Tribunal Administratif de Grenoble — Décision N° TA38-2511797

mardi 3 février 2026

JuridictionTribunal Administratif de Grenoble
SectionTribunal Administratif de Grenoble
N° DossierTA38-2511797
TypeDécision
RecoursExcès de pouvoir
Formation5ème Chambre
Avocat requérantPROVOST

Résumé IA

Le Tribunal Administratif de Grenoble a rejeté la requête de Mme A..., ressortissante togolaise, contestant le refus de renouvellement de son titre de séjour étudiant, l'obligation de quitter le territoire et la fixation du pays de destination. La juridiction a estimé que le signataire de l'arrêté disposait d'une délégation de compétence régulière. Sur le fond, le tribunal a jugé que la préfète n'avait pas commis d'erreur d'appréciation en refusant le titre de séjour, compte tenu des ajournements successifs de l'intéressée dans son cursus universitaire, et que les décisions contestées ne méconnaissaient pas l'article 8 de la Convention européenne des droits de l'homme. La solution retenue s'appuie sur l'article L. 422-1 du code de l'entrée et du séjour des étrangers et du droit d'asile.

Texte intégral

Vu la procédure suivante :

Par une requête enregistrée le 7 novembre 2025, Mme B... A..., représentée par Me Provost, demande au tribunal :

1°) d’annuler l’arrêté du 6 mai 2025 par lequel la préfète de l’Isère a refusé de lui délivrer un titre de séjour, l’a obligée à quitter le territoire français dans les trente jours et a fixé le pays de destination ;

2°) d’enjoindre à la préfète de l’Isère de lui délivrer un titre de séjour ou, à défaut, de réexaminer sa situation dans un délai d’un mois suivant la notification du jugement à intervenir et, dans l’attente, de lui délivrer une autorisation provisoire de séjour dans un délai de deux jours suivant la notification du jugement à intervenir, le tout sous astreinte de 200 euros par jour de retard ;

3°) de mettre à la charge de l’Etat le versement à son conseil de la somme de 1 500 euros au titre de l’article L. 761-1 du code de justice administrative et des articles 34 et 37 de la loi du 10 juillet 1991, sous réserve qu’il renonce au bénéfice de la part contributive de l’Etat à l’aide juridictionnelle.

Elle soutient que :
le signataire du refus de titre de séjour et de l’obligation de quitter le territoire français ne justifie pas d’une délégation régulière ;
le refus de titre de séjour et l’obligation de quitter le territoire français sont entachés d’un défaut d’examen sérieux de sa situation ;
ils sont entachés d’une erreur de fait ;
ils méconnaissent les dispositions de l’article L. 422-1 du code de l’entrée et du séjour des étrangers et du droit d’asile ;
ils sont entachés d’erreur manifeste d’appréciation ;
ils méconnaissent les stipulations de l’article 8 de la convention européenne de sauvegarde des droits de l’homme et des libertés fondamentales ;
l’obligation de quitter le territoire français est illégale dès lors que le refus de titre de séjour est illégal ;
la décision fixant le pays de destination est illégale dès lors que le refus de titre de séjour et l’obligation de quitter le territoire français sont illégaux ;
elle est entachée d’erreur manifeste d’appréciation ;
elle méconnaît les stipulations de l’article 8 de la convention européenne de sauvegarde des droits de l’homme et des libertés fondamentales.
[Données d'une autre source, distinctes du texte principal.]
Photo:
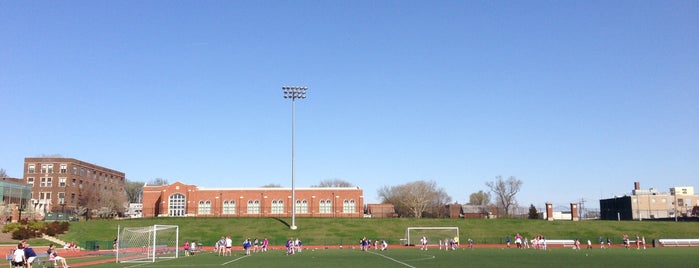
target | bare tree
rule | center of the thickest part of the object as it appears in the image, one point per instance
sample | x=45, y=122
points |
x=479, y=198
x=505, y=191
x=415, y=198
x=334, y=183
x=134, y=191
Par un mémoire en défense enregistré le 8 décembre 2025, la préfète de l’Isère conclut au rejet de la requête.

Elle fait valoir qu’aucun des moyens soulevés n’est fondé.

Mme A... a été admise au bénéfice de l’aide juridictionnelle totale par une décision du 22 août 2025.

Vu les autres pièces du dossier.

Vu :
la convention européenne de sauvegarde des droits de l’homme et des libertés fondamentales ;
le code de l’entrée et du séjour des étrangers et du droit d’asile ;
la loi n° 91-647 du 10 juillet 1991 relative à l’aide juridique ;
le code de justice administrative.

La présidente de la formation de jugement a dispensé la rapporteure publique, sur sa proposition, de prononcer des conclusions à l’audience, en application des dispositions de l’article R. 732-1-1 du code de justice administrative.

Les parties ont été régulièrement averties du jour de l’audience.

Ont été entendus au cours de l’audience publique :
le rapport de Mme André,
les observations de Me Provost pour Mme A....

Considérant ce qui suit :

Mme A..., ressortissante togolaise, est entrée en France le 9 septembre 2020 sous couvert d’un visa de long séjour valable du 28 août 2020 au 28 août 2021. Elle a bénéficié d’une carte de séjour pluriannuelle portant la mention « étudiant-élève » entre le 22 septembre 2021 et le 21 septembre 2023. Par l’arrêté attaqué du 6 mai 2025, la préfète de l’Isère lui a refusé le renouvellement de son titre de séjour, l’a obligée à quitter le territoire français dans les trente jours et a fixé son pays de destination.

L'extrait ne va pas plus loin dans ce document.